Wednesday, August 5, 2009

Book Review: CHESTER GOULD'S DICK TRACY, Volume 8: 1942-44 by Chester Gould (IDW Publishing, 2009)

Complete Chester Gould's Dick Tracy, Volume 8

Garyn Roberts, in DICK TRACY AND AMERICAN CULTURE, identifies 1943 as Chester Gould's peak year on DICK TRACY. This may be a bit premature -- aside from the fact that plenty of memorable villains were still under the horizon, Gould had yet to create the rest of his stable of supporting protagonists (the Plentys, Sam Catchem, etc.) -- but it was at this point that Gould thoroughly committed himself to the "cult" of the grotesque villain. This latest collection opens with the introduction of the ruthless Axis agent Pruneface and closes with the opening salvo in the saga of Flattop, the planar-pated hired gun who's come to be more closely identified with Tracy than any other villain. Within these pages, we're also treated (if that's the word) to the most fiendish deathtrap Gould ever concocted for his put-upon plainclothesman, as well as one of the most obnoxious bad guys Gould ever created. Oddly enough, though, the very best complete continuity in the volume, at least in my opinion, owes a lot more to the sensibilities of the 1930s than those of the 1940s.
As threatening and vicious a villain as Pruneface is, he's basically a dry run (dry? prunes? that's a joke, son) for the very similar, and somewhat more fully characterized, Brow of the following year. Pruneface's sabotage, if successful, would have led to the killing of many civilians, but his persona lacks the clever, humanizing touch that was given to The Brow when the latter fell for Gravel Gertie. What makes the Pruneface tale memorable is that it's bookended by Tracy's near-fatal encounter with the hideous Mrs. Pruneface, who craves revenge for her husband's death (actually, she was operating under a false assumption, as PF would make a comeback many years later) and seeks to enforce it using the aforementioned death trap. This notorious scene is among the most nakedly sadistic Gould ever staged. Mrs. PF's demise winds up being rather contrived, but you'll leave the company of this dreadful duo thanking your lucky stars that you weren't invited to the wedding reception.
Flattop is, of course, a legendary villain, and Gould handles his introduction, motivations, and characterization in just the right ways. In his intro, Max Allan Collins rightly describes the scene in which Flattop is about to shoot Tracy as one of the best Gould ever did. The narrative does cut off in the middle of the story, but at a logical "pause point" that serves as an ideal hook for the next volume in the series. (This lacuna also points up the fact that Flattop proved to be so hugely popular with the public -- with a world war competing for people's attention, mind you -- that Gould decided to keep him around for longer than he'd originally planned.) Flattop shines all the brighter in comparison to the ghastly Laffy, the cackling, rotund drug kingpin who's laid low just before the imported killer nonchalantly blows into town. Laffy's character design and shtick are both immensely irritating, which I suppose was the point, but the manner of his ultimate demise shouldn't have been wished on Tracy's most feared foe. In his TRACY history, Jay Maeder called Laffy's lengthy decline "a good laugh," but it's more pathetic than anything else.

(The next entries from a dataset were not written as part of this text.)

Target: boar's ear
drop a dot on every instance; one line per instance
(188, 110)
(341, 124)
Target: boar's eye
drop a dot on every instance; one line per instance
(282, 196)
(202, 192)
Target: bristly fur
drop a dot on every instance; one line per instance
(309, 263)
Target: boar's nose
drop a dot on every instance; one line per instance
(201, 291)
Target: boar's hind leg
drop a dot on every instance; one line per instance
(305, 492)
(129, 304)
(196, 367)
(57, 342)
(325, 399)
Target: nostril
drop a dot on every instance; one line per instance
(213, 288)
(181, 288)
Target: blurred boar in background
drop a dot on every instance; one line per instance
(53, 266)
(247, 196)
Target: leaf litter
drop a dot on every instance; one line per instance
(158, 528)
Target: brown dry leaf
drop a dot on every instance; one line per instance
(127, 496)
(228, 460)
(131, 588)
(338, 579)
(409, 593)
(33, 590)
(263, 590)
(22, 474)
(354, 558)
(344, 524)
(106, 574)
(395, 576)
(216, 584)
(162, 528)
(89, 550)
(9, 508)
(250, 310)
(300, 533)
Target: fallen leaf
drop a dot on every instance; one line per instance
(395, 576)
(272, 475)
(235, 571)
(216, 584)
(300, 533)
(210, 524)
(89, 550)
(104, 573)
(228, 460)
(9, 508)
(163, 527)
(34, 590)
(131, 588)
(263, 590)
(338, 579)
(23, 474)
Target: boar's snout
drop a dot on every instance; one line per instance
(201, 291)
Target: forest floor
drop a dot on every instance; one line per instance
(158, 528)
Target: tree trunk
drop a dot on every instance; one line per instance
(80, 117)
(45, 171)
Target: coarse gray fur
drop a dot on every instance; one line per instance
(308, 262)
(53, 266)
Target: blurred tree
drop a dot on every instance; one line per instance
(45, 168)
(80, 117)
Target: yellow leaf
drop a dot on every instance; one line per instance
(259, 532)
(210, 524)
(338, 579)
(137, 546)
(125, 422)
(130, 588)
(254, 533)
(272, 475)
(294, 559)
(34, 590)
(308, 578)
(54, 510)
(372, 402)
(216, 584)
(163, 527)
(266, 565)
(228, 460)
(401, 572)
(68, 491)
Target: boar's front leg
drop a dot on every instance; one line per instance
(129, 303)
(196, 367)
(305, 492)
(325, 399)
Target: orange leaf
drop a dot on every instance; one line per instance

The real gem of this era is the story of 88 Keyes, the sallow-faced piano virtuoso. I loved this story when I read it in abridged form in THE CELEBRATED CASES OF DICK TRACY, and the complete version is even better. Keyes certainly isn't grotesque in a physical sense, but his character is pitch-black, correctly described by Collins as that of a "charming sociopath." Keyes' crimes transcend the immediately topical -- though the story does acquire a wartime-flavored subplot when the on-the-lam Keyes has to pose as a farm worker filling in for absent personnel -- and are both relatively mundane (focusing on the old standbys of exploitation and loot-pocketing) and extremely believable. In letting an underage farm girl fall for the pianist, Gould comes very close to a line that is seldom crossed even today and was triply taboo in 1943. The story ends with shocking abruptness as the pursuing Tracy basically takes matter into his own hands; while Tracy would be arraigned in nothing flat these days, his action probably made plenty of sense to readers in a nation at war (and would have reminded those with long memories of some of Tracy's rawer exploits in the previous decade). Marrying the slickness of Gould's drawing style of the 40s to the unvarnished realism of Gould's plots of the 30s, this story stands out, even in a collection that boasts nary a weak spot.